With a short-term disability, employees receive income replacement when they cannot work due to treatment or recovery. The short-term disability benefits come from the insurance company providing coverage under the employee benefit plan offered by the company.

On the other hand, workers’ compensation benefits apply to employees who sustain injuries while at work. They also apply to workers who develop illnesses or diseases from their employment. Unlike short-term disability benefits, workers’ compensation plans are not voluntary. Any employer with three or more workers must provide workers’ compensation coverage.

Below are some of the other differences between the two:

  • Short-term disability pays a lower percentage of your salary as compared to a workers’ compensation policy.
  • Short-term disability benefits may be taxable based on the plan, while workers’ compensation benefits cannot be taxed.
  • With workers’ compensation plans, you can get wage loss benefits covering as much as 500 weeks. The amount could be more than 500 weeks if you qualify for total and permanent disability. Most short-term disability benefits cover only a couple of weeks.
  • You will have an easier time litigating workers’ compensation denials as compared to short-term disability benefits.

When talking about actual benefits, you are better off with workers’ compensation. However, not everyone qualifies for a workers’ compensation policy. If you are, you may have to work with Phoenix Workers’ Compensation Attorneys to litigate your claim to get the wage loss, permanent partial disability, and medical treatment benefits you rightfully deserve.
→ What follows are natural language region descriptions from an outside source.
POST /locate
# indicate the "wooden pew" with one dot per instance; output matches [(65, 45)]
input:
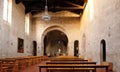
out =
[(71, 63), (72, 67), (9, 65)]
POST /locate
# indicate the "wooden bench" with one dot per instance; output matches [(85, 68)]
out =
[(9, 65), (70, 63), (67, 59), (72, 67)]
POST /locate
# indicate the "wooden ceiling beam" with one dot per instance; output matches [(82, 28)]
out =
[(79, 6)]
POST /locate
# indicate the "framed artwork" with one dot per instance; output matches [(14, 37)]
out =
[(20, 45)]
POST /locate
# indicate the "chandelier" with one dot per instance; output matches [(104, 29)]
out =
[(46, 16)]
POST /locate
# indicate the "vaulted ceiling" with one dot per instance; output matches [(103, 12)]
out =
[(36, 6)]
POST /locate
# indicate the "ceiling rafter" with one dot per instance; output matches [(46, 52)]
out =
[(35, 6)]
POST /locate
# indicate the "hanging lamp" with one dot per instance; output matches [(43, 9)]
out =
[(46, 16)]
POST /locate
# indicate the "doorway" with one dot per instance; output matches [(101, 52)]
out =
[(76, 48), (34, 48), (55, 43), (103, 50)]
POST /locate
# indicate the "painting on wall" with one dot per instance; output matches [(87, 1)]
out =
[(20, 45)]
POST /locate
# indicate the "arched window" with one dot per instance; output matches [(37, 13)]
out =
[(103, 50)]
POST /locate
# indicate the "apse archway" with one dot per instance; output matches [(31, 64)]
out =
[(55, 41)]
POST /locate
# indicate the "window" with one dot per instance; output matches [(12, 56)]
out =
[(7, 10), (103, 50)]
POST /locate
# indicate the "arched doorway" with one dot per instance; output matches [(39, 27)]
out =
[(103, 50), (55, 43), (76, 48)]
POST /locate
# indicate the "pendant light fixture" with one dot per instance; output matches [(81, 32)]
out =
[(46, 16)]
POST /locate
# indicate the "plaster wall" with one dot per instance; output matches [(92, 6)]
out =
[(100, 20)]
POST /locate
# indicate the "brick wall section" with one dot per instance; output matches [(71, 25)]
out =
[(101, 20)]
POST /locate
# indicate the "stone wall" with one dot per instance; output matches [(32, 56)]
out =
[(101, 20), (13, 29), (69, 25)]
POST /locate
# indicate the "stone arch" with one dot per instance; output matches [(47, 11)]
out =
[(49, 29)]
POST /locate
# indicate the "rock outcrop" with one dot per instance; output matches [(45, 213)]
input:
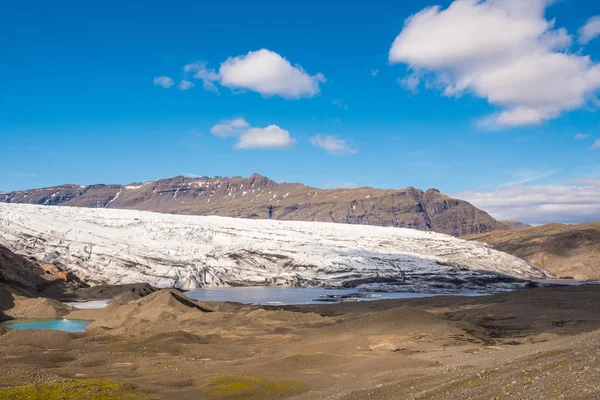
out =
[(568, 251), (258, 197), (104, 246)]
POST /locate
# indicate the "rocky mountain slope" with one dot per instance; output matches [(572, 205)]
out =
[(258, 197), (565, 250), (104, 246), (515, 225)]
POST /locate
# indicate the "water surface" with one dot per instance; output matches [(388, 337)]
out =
[(67, 325)]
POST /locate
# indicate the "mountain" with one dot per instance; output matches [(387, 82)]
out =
[(258, 197), (565, 250), (515, 225), (104, 246)]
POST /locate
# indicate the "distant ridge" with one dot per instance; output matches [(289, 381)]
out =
[(260, 197), (568, 251), (515, 225)]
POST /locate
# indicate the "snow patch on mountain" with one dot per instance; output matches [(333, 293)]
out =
[(125, 246)]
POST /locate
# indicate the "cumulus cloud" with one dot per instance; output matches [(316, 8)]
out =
[(163, 81), (590, 30), (185, 85), (502, 50), (410, 83), (230, 127), (269, 74), (332, 144), (263, 71), (581, 136), (199, 70), (340, 104), (576, 202), (271, 137)]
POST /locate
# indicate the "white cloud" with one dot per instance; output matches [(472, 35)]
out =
[(233, 127), (207, 76), (262, 71), (502, 50), (163, 81), (271, 137), (410, 83), (340, 104), (332, 144), (526, 176), (576, 202), (590, 30), (269, 74), (185, 85)]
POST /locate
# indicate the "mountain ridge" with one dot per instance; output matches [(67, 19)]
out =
[(568, 251), (258, 197)]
Can You Get Both Workers’ Compensation and Short Term Disability Benefits?

In most cases, you cannot get the two simultaneously. However, there are some exceptions. Talk to Phoenix Workers’ Compensation Attorneys to get more details about your short-term disability benefits if you feel you are also eligible for workers’ compensation benefits for the same illness or injury.

If you do not qualify for both, apply for workers’ comp benefits if your injuries or illness-related to your work environment. If you have injuries that may cause you to miss work even though you did not sustain them at work, the best option would be short-term disability benefits.